Tech
From the stage to the future: Where are Startup Battlefield’s alumni now?
Some of the most consequential companies in tech history didn’t launch with a splashy fundraising announcement. They started with a pitch. Dropbox demoed to a room of skeptics. Cloudflare took the stage before most people understood what edge networking meant. Discord was a scrappy game developer called Hammer & Chisel. Mint, Trello, Forethought, N26 — all of them passed through the same crucible: TechCrunch Startup Battlefield.
That’s not a coincidence. Battlefield isn’t just a competition. It’s a launchpad, and the numbers back it up. More than 1,700 companies have competed on the Battlefield stage. Together, they’ve raised $32 billion in total funding and generated over 250 exits — including acquisitions by Microsoft, Google, Yahoo, Salesforce, Twitter, Uber, and Amazon. The Startup Battlefield network runs so deep that alumni have even acquired each other: Dropbox acquired fellow Startup Battlefield alum DocSend in 2021. For thousands of founders, it’s become a defining milestone — not just a pitch competition, but the moment the world started paying attention.

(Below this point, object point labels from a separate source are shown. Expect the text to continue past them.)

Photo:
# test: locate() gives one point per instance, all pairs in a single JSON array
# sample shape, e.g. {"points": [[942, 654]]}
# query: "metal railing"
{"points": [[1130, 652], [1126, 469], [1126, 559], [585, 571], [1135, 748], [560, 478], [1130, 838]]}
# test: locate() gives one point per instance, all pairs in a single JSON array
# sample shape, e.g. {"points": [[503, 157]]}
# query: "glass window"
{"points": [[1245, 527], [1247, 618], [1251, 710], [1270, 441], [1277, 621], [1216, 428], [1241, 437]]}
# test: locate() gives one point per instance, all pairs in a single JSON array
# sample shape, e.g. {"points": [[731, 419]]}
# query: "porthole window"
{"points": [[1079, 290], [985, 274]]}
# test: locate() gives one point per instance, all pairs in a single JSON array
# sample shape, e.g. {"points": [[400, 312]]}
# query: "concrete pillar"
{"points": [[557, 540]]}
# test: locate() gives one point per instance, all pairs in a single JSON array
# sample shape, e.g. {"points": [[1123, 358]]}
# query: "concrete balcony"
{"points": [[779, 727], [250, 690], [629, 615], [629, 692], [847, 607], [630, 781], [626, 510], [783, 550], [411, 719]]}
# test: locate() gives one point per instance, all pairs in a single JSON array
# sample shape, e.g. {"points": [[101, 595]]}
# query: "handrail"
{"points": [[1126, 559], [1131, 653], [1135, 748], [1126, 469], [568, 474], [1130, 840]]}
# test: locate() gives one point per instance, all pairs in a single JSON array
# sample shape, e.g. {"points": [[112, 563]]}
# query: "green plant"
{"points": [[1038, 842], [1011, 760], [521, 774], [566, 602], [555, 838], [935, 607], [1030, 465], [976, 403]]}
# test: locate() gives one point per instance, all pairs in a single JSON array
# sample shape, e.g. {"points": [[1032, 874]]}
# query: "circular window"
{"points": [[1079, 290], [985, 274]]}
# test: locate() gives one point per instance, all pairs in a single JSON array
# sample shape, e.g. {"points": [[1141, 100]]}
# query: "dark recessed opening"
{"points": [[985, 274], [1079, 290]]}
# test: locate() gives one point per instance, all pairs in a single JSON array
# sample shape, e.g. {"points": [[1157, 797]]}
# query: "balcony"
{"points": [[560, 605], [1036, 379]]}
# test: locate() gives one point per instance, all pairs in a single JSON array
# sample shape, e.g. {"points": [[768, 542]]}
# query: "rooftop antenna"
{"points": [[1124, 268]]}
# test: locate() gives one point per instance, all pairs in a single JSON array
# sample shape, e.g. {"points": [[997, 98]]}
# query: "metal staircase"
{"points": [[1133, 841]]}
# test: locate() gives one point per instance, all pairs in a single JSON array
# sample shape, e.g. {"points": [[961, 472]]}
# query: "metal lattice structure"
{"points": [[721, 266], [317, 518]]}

We wanted to show you what happens after the confetti falls. We checked in with some of our recent alumni, many of whom have sat down with us on Build Mode: The Founder Survival Guide, TechCrunch’s podcast for founders at every stage. Here’s what they’ve been building, in their own words.
About Build Mode
Each season goes deep on a different chapter of startup life. Season 1 covered go-to-market. Season 2 — out now — is all about building your team. And mark your calendars: Season 3 drops in June, tackling the most requested topic we’ve ever gotten: fundraising.
Subscribe now so you don’t miss it.
The champions and runners-up
From military logistics to Startup Battlefield 2025 champion
Kevin Damoa, founder of Glīd — 2025 winner
Kevin Damoa didn’t come from Sand Hill Road. He came from military logistics — a background that turned out to be ideal training for building under pressure, with constrained resources and real stakes. Damoa’s path to the Startup Battlefield 2025 championship is the kind of origin story that makes you reconsider where the next generation of great founders is actually coming from.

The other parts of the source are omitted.